Salman Rushdie remained hospitalized in serious condition Saturday after being stabbed at a literary event in New York state in a shocking assault that triggered international outrage, but drew applause from hardliners in Iran and Pakistan.

The British author, who spent years under police protection after Iranian leaders ordered his killing, underwent emergency surgery and was placed on a ventilator after Friday’s assault in which a 24-year-old man, Hadi Matar, rushed the stage where Rushdie was about to deliver a lecture and stabbed him in the neck and abdomen.

According to his agent Andrew Wylie, the nerves in one of Rushdie’s arms were severed and his liver damaged in the attack, and he "will likely lose one eye."

Rushdie, 75, had been living under an effective death sentence since 1989 when Iran’s then supreme leader Ayatollah Ruhollah Khomeini issued a religious decree, or fatwa, ordering Muslims to kill the writer.

The fatwa followed publication of the novel “The Satanic Verses” which sparked fury among some Muslims who believed it was blasphemous.

Assailant raised in US 

Rushdie moved to New York in the early 2000s and became a US citizen in 2016. Despite the continued threat to his life, he was increasingly seen in public -– often without noticeable security.

And security was not particularly tight at Friday’s event at the Chautauqua Institution, which hosts arts programs in a tranquil lakeside community in western New York state.

According to witnesses, Rushdie was seated on an auditorium stage and preparing to speak when Matar jumped up from the audience and managed to stab him several times before being wrestled to the ground by staff and other spectators. Matar was finally cuffed and taken into police custody.

A doctor in the audience provided emergency first aid on the spot before Rushdie was airlifted by helicopter to the hospital in nearby Erie.

State police said Matar, from Fairfax, New Jersey, had been formally charged with attempted murder, but otherwise provided no information on his background or what might have motivated him.

His family apparently came from a border village called Yaroun in southern Lebanon. An AFP reporter who visited the village Saturday was told that that Matar’s parents were divorced and his father –- a shepherd –- still lived there. Journalists who approached his father’s home were turned away.

Matar was "born and raised in the US," the head of the local municipality, Ali Qassem Tahfa, told AFP.

While Khomeini’s original fatwa has ceased to be a part of daily discourse in Iran for some time, the clerical leadership under his successor Ayatollah Ali Khamenei did nothing to indicate it no longer stood and, on occasion, underlined the decree was still valid.

Conservative media in Iran hailed Friday's attack, with one state-owned paper saying the "neck of the devil" had been "cut by a razor."

In Pakistan, a spokesman for the Tehreek-e-Labbaik Pakistan –- a party that has staged violent protests against what it deems to be anti-Muslim blasphemy -- said Rushdie "deserved to be killed."

Elsewhere there was widespread shock and outrage, along with expressions of support and solidarity for the writer.

British leader Boris Johnson said he was "appalled," while in Washington, US National Security Advisor Jake Sullivan called it a "reprehensible” attack.

Rushdie was propelled into the spotlight with his second novel "Midnight's Children" in 1981, which won international praise and Britain's prestigious Booker Prize for its portrayal of post-independence India.

Wrote memoir in hiding

But his 1988 book "The Satanic Verses" transformed his life when the resulting fatwa forced him into nearly a decade in hiding, moving houses repeatedly and being unable to tell even his children where he lived.

Even as the need for constant security began to diminish in the late 1990s, threats and boycotts continued against literary events that Rushdie attended.

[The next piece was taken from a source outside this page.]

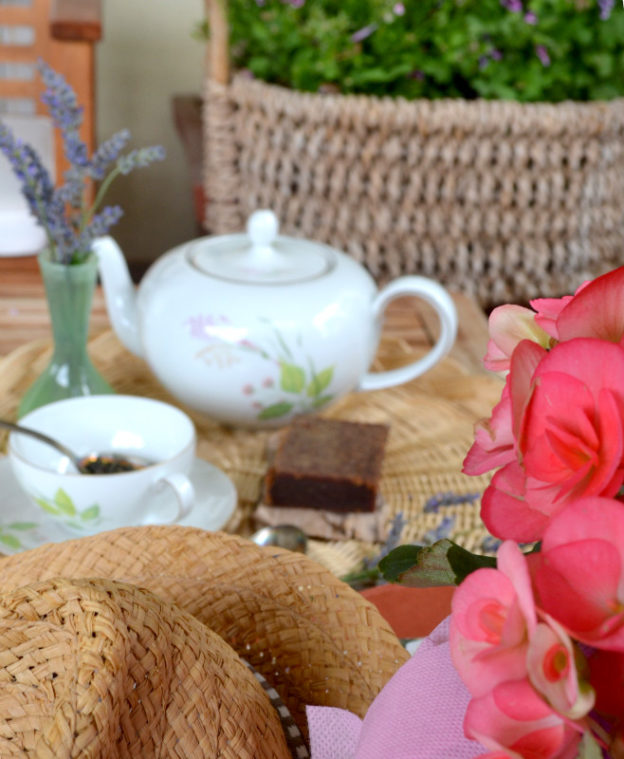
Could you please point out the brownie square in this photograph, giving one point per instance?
(327, 464)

His knighthood by Queen Elizabeth II in 2007 sparked protests in Iran and Pakistan, where a government minister said the honor justified suicide bombings.

Since moving to New York Rushdie has been an outspoken advocate of freedom of speech, notably launching a strong defense of French satirical magazine Charlie Hebdo after its staff were gunned down by Islamists in Paris in 2015.

The fatwa and other threats failed to stifle Rushdie’s writing and inspired his memoir "Joseph Anton," named after his alias while in hiding and written in the third person.

Suzanne Nossel, head of the PEN America organization, said the free speech advocacy group was "reeling from shock and horror."